Going there is important to me. Visiting the dead. Visiting my parents. Being present and responsible in a way that I hadn’t always been while they were alive.

Being obligated, feeling obligated, doing my duty.

Go visit the dead.

3 Comments on “Go Visit the Dead

  1. What a lovely post. I visit your site every few weeks when I put something up on the weekend Write on Edge link up. Every time I read one of your posts I resolve to return more frequently. Time and projects get the best of me and I miss out. You write beautifully. And your subjects never disappoint. My mother’s grave is 3,000 miles from me. Every few years I return to my hometown and I visit her. Even after 15 years it’s ridiculously difficult. I love your ending about being present and alive like you weren’t when they were alive. How many times I’ve considered that….

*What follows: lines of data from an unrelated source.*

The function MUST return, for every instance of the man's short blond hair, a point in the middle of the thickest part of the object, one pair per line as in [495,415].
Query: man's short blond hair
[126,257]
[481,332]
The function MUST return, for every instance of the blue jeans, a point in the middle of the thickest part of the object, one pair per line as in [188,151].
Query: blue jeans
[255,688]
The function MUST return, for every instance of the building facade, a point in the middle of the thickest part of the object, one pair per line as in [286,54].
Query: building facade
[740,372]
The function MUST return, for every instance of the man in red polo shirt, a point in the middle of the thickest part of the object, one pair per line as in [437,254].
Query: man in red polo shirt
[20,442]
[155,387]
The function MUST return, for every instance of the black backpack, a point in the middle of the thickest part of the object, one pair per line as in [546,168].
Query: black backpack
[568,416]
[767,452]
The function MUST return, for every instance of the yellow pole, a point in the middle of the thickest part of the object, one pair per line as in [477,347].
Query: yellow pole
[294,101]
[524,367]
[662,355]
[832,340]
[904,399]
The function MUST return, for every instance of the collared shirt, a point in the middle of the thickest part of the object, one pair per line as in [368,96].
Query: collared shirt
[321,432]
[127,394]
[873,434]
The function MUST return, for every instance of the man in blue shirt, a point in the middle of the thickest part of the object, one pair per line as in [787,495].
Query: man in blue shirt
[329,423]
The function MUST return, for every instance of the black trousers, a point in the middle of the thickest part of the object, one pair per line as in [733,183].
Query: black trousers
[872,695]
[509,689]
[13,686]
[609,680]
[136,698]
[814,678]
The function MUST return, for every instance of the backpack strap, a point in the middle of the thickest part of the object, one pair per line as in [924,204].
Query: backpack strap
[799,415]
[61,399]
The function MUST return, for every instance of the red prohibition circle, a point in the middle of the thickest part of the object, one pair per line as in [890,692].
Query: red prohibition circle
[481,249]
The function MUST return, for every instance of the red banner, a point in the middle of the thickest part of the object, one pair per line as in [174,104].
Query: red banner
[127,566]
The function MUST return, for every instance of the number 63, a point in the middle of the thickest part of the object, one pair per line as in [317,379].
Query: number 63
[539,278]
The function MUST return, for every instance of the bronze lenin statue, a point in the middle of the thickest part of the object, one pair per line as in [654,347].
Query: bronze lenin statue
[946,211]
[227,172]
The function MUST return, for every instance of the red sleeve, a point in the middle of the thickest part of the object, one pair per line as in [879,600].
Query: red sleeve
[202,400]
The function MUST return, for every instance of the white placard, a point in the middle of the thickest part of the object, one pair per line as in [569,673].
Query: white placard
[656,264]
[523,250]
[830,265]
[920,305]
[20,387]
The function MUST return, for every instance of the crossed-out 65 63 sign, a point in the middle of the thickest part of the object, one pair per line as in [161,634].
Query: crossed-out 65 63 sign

    • Thank you for saying these things. Your response to my piece is really meaningful and important to me. To hear that what I wrote rings true for someone with similar experience is wonderful and makes wondering whether I’m nuts to write about such things very worth it.

  2. I’ve often wondered about those things, the flowers, the visits, stories that linger in cemeteries. I love this essay. It speaks quietly of familial love and our sense of tradition, and how such traditions or rituals enforce a sense of continuity in our lives. Loved ones die but you’re right. The bond we have with them never really does, and all that shows whether it’s through prayers, doing things they enjoyed when they were with us, bringing flowers to their graves, or simply spending hours in wlamart with them in mind. Lovely post!